Давление у него было нормальное, но сейчас, в эти дни, ему нужно было прикосновение друга — это так важно, когда в часы высших тревог, в минуты отчаяния и безнадежности кто-то, сидящий рядом с тобой, не ожидая просьбы, прикоснется пальцами к затылку, положит ладонь на шею, и ты почувствуешь чужое тепло, которое постепенно будет становиться твоим, и чувство обреченного одиночества уйдет, и станет пронзительно-горько, но ты уже сможешь понимать окружающее, а если ты смог понять, а не наталкиваться взглядом на безликое, серое, окружающее тебя, тогда можно заставить себя думать. А в самые тяжелые минуты человек всегда думает о том, как поступить.
«Господи, — испугался Штирлиц, — неужели ласка женщины нужна мне лишь как стимул к поступку? Неужели то прекрасное, обычное, человеческое, спокойное, нежное совсем ушло из меня? Неужели годы работы подчинили профессии все мое существо?»
Тепло женской ладони вошло в него, и он сбросил ногу с педали акселератора, потому что сразу же, словно получив команду, закрылись глаза. Он потер лицо рукой, жестко и больно. Это было только мгновение, когда он закрыл глаза. Улыбнувшись Магде, Штирлиц сказал:
– Вам бы сестрой милосердия, а не учительницей...
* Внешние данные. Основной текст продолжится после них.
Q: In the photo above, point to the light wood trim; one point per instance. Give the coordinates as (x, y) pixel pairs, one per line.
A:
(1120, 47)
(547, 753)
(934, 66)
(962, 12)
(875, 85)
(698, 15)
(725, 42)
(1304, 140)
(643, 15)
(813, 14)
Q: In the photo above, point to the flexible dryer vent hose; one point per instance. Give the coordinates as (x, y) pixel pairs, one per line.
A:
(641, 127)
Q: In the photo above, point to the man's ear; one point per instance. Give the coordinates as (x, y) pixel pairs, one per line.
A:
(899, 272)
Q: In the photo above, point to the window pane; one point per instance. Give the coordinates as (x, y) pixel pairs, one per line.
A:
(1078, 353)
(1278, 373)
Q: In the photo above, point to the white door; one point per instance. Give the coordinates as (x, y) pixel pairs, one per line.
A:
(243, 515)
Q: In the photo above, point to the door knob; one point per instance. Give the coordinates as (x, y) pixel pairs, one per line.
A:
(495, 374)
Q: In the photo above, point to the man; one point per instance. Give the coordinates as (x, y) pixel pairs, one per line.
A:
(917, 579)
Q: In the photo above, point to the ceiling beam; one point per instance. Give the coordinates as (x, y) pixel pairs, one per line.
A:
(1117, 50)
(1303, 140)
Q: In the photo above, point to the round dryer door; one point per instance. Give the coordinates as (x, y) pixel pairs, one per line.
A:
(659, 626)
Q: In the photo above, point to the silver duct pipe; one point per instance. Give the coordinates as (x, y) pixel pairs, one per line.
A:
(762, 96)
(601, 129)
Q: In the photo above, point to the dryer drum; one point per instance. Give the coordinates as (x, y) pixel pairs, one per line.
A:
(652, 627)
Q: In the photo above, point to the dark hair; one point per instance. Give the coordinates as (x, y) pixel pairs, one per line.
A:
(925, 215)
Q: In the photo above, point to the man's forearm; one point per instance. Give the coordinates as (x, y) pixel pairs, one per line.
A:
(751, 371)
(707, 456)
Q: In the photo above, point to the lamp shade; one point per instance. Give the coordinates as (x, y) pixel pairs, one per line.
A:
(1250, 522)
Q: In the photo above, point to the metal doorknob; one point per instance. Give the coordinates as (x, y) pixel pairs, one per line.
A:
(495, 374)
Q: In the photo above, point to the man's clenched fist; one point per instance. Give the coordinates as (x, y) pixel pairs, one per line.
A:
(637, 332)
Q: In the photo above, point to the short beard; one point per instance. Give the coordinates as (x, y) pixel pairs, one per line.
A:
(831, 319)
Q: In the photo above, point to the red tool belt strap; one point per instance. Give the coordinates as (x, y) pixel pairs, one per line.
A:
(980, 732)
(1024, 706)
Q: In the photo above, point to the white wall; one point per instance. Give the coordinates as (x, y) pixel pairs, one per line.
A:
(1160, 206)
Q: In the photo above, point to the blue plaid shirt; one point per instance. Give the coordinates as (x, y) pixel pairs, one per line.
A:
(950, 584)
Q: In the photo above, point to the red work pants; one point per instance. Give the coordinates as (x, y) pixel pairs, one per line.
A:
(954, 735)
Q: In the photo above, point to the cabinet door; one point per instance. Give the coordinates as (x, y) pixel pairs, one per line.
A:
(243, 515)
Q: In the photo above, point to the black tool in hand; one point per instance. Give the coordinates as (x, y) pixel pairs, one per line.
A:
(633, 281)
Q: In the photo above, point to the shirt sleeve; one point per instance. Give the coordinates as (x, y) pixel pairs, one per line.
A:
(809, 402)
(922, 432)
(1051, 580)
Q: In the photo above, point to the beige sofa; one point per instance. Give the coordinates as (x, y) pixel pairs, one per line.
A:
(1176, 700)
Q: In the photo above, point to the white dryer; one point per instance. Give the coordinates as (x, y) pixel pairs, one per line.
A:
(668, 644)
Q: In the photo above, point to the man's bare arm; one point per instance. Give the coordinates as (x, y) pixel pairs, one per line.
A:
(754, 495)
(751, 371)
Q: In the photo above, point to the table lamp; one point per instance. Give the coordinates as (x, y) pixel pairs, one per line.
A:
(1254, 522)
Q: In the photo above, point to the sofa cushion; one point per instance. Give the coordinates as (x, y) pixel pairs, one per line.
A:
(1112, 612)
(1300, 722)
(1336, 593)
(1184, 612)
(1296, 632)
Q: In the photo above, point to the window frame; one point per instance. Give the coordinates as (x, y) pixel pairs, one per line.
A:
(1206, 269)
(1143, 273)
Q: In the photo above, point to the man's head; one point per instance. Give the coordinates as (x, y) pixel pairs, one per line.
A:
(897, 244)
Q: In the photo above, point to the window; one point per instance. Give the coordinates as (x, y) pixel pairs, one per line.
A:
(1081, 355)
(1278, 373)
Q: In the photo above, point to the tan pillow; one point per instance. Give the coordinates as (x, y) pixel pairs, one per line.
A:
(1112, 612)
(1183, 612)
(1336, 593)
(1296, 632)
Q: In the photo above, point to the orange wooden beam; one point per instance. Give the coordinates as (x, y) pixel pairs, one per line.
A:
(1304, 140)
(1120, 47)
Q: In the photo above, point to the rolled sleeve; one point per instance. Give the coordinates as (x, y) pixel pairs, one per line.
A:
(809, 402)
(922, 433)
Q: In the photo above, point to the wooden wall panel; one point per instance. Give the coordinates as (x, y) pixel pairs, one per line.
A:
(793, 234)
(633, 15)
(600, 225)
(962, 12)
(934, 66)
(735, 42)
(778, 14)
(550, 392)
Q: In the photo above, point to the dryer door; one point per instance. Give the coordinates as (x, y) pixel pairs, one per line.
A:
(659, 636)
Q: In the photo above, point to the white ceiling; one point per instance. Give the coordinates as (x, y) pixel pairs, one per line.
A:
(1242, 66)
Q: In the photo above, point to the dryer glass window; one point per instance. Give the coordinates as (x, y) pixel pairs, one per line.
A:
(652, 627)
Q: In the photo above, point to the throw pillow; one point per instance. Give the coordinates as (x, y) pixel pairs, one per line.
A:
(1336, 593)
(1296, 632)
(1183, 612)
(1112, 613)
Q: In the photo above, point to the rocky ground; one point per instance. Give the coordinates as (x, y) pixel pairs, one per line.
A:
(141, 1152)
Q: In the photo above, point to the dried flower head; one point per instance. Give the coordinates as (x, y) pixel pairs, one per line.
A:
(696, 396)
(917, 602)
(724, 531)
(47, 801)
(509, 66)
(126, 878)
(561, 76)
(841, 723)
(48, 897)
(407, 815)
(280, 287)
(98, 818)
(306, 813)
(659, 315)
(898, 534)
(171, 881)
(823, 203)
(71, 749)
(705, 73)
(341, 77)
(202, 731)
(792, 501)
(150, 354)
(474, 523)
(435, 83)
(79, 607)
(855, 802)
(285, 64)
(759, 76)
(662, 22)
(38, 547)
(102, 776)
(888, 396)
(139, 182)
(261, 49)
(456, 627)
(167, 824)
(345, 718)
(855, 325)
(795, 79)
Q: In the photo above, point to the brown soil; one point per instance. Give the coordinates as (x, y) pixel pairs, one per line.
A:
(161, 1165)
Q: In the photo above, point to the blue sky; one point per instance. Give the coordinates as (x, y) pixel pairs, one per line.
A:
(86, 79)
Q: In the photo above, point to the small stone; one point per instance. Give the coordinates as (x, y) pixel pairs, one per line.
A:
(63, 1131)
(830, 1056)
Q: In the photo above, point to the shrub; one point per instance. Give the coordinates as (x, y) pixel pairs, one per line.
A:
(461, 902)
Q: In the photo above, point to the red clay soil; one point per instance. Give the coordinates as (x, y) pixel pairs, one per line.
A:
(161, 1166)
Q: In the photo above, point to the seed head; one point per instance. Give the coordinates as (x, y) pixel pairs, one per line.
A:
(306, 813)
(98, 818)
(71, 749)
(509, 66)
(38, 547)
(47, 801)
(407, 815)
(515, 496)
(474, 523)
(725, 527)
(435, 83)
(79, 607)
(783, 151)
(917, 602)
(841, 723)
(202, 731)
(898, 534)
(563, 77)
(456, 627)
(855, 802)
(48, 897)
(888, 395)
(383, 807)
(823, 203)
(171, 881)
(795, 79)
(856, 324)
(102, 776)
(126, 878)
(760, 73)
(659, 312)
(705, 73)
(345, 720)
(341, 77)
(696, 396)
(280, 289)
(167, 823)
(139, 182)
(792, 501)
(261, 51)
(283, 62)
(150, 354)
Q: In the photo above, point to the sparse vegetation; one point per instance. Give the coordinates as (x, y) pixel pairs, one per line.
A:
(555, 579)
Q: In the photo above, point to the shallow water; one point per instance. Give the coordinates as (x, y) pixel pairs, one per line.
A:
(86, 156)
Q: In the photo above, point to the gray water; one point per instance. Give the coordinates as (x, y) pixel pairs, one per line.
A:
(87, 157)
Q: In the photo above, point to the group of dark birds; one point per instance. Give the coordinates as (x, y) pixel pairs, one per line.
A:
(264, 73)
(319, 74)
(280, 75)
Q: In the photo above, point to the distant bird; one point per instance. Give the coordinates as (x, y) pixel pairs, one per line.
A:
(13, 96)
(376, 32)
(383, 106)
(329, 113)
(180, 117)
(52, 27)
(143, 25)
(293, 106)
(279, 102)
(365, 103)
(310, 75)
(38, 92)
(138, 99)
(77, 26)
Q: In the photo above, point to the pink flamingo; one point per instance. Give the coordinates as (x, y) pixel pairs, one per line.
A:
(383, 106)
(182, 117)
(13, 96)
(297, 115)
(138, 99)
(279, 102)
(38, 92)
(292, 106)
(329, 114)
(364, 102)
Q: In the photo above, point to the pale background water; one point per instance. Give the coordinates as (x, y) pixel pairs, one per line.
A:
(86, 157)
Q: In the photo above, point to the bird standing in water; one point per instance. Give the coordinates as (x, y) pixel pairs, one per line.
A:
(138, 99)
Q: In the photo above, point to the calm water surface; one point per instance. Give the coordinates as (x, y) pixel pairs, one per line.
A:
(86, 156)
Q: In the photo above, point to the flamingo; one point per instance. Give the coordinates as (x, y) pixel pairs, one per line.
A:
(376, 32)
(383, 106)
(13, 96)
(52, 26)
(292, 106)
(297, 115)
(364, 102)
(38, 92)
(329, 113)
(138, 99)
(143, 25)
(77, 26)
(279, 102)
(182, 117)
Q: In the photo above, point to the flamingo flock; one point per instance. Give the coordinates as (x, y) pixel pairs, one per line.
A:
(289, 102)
Лицо женщины стало иным сейчас — оно смягчилось, мелкие морщинки вокруг глаз-угольков разгладились, и ямочки на щеках не исчезли, как прежде, когда она слушала его внимательно, не поворачивая головы, а глядя прямо перед собой, как глядит красивая женщина, словно отталкивая людские взгляды, утверждая собственную принадлежность самой себе, свою от толпы свободу и — поэтому — право принадлежать тому, кому она принадлежать захочет.